The new sanctions will not be completely successful, but if Iranian oil income were cut by a third or more most Iranians would feel it. Iran has responded with threats, saying it will close the Straits of Hormuz (the narrow entrance to the Persian Gulf, where 40 percent of world oil passes on its way to world markets). Another aspect of the new sanctions makes it more difficult (and expensive) for Iranian banks to operate overseas. Iranian economists and financial experts have convinced Iran's leaders that the new sanctions are worse than any previous ones and a real threat to the Iranian economy, and the survival of the religious dictatorship.

Iran has long issued dire threats and never followed through. Iran much prefers to operate in the shadows by quietly supporting terrorists and irregulars. Iran could use this approach by using submarines and small boats to plant naval mines in the Straits of Hormuz. This would quickly escalate as local and foreign navies moved in mine clearing forces, along with warships and aircraft to protect the continuous mine clearing operation. Iranian bases would be attacked in order to destroy the mines and delivery vehicles (small subs and boats). This would quickly escalate to attacking all Iranian military equipment. How successful this would be will not be known until it happens. That's because both sides have made considerable efforts to (on the Iranian side) hide their anti-ship missiles and other weapons and (on the non-Iranian side) to find all the Iranian weapons and develop methods to quickly destroy them. Historically, the defense (Iran) has the advantage. But you don't know how this all plays out until you actually do it. That is not likely to happen anytime soon, as it will take months before the sanctions actually translate into significant lost Iranian oil sales. During that time, negotiations, many of them secret (or just very discreet) will take place with Iran about nuclear weapons, support for terrorism, and other bad behavior. The Iranian leadership does not want war, because, by their own calculation, they would be the big loser. Meanwhile, one can bluff and bluster and hope for the best. The Iranian leadership does believe God is on their side and they are hoping that God will be a little more helpful this year.

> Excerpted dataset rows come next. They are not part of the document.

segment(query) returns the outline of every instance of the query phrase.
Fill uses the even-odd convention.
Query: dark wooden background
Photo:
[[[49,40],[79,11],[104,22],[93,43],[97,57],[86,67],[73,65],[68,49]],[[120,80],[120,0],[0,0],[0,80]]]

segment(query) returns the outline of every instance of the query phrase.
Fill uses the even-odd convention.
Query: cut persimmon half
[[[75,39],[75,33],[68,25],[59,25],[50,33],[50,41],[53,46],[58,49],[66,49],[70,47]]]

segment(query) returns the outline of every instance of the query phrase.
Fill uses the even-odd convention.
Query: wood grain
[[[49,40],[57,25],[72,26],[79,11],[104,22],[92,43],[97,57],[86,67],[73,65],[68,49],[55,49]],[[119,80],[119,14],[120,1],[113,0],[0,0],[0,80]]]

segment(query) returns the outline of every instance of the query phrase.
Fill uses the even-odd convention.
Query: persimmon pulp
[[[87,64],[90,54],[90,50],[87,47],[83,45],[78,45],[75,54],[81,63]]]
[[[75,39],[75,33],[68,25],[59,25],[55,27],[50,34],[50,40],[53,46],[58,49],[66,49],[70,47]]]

Iran's bad behavior (supporting terrorism, developing nuclear weapons, threatening neighbors) has left it with few foreign friends. China, one of its major trading partners, is its major customer for oil. But China has made it clear that if Iran finds itself with more oil than customers that they will expect to pay less for Iranian oil, if only to compensate for any sanctions damage China might suffer. Supply and demand and all that. Other remaining Iranian oil buyers will demand similar concessions. Russia is another Iranian ally, but will not do much to help because closing, or even trying to close, the Straits of Hormuz will be a bonanza for Russia, a major oil exporter that does not use the Straits of Hormuz. Oil prices will surge as long as there are problems at the Straits of Hormuz. Other Iranian friends, like North Korea, Venezuela, and Cuba are more a burden than a benefit.

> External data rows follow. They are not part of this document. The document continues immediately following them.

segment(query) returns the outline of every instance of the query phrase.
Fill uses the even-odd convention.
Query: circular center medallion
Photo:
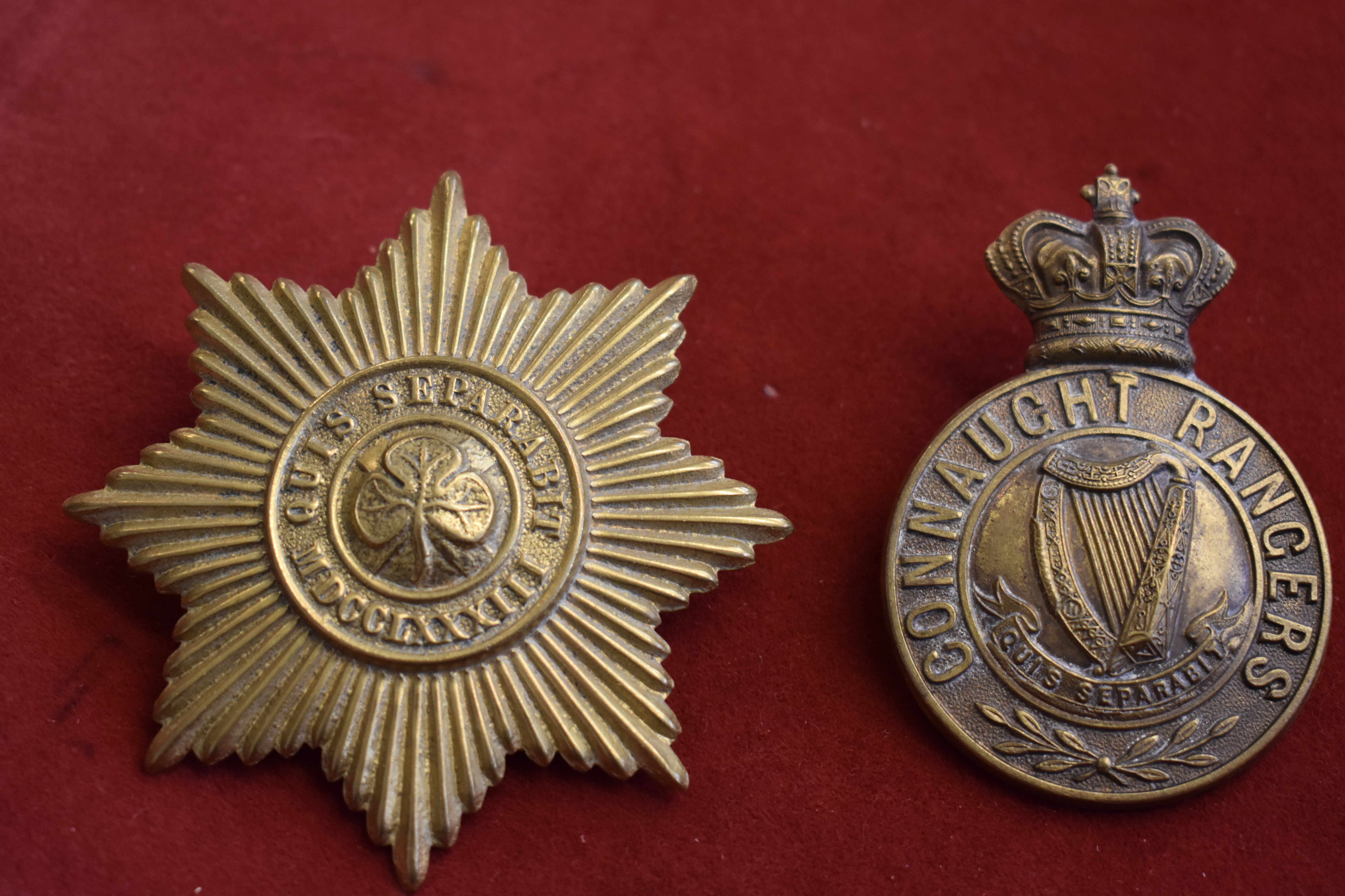
[[[586,496],[564,429],[498,372],[404,359],[323,394],[280,447],[269,541],[338,645],[455,665],[511,643],[568,587]]]
[[[1134,803],[1293,719],[1329,625],[1321,523],[1264,430],[1171,372],[1033,371],[907,484],[888,610],[925,709],[1014,780]]]
[[[1251,521],[1184,446],[1123,427],[1042,439],[987,484],[972,519],[959,583],[972,635],[1048,712],[1099,727],[1171,717],[1250,646]]]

As scary as a nuclear armed Iran may appear, it does not mean that Iran would actually use any nukes it had. Iran, historically (and currently), does not play that way. Iran prefers to use bluster and bluff, and less obvious forms of violence (like terrorism) to achieve its goals. Nukes are very scary and that's why Iran wants them, or at least the illusion of having them.

The government continues its efforts to identify and arrest opposition leaders. Even some senior clerics have been placed under house arrest for daring to criticize the religious dictatorship. Even those closely related to reform-minded senior clerics are being prosecuted, in closed trials, for daring to criticize the government. New national elections this year will be just as rigged as the last ones in 2009.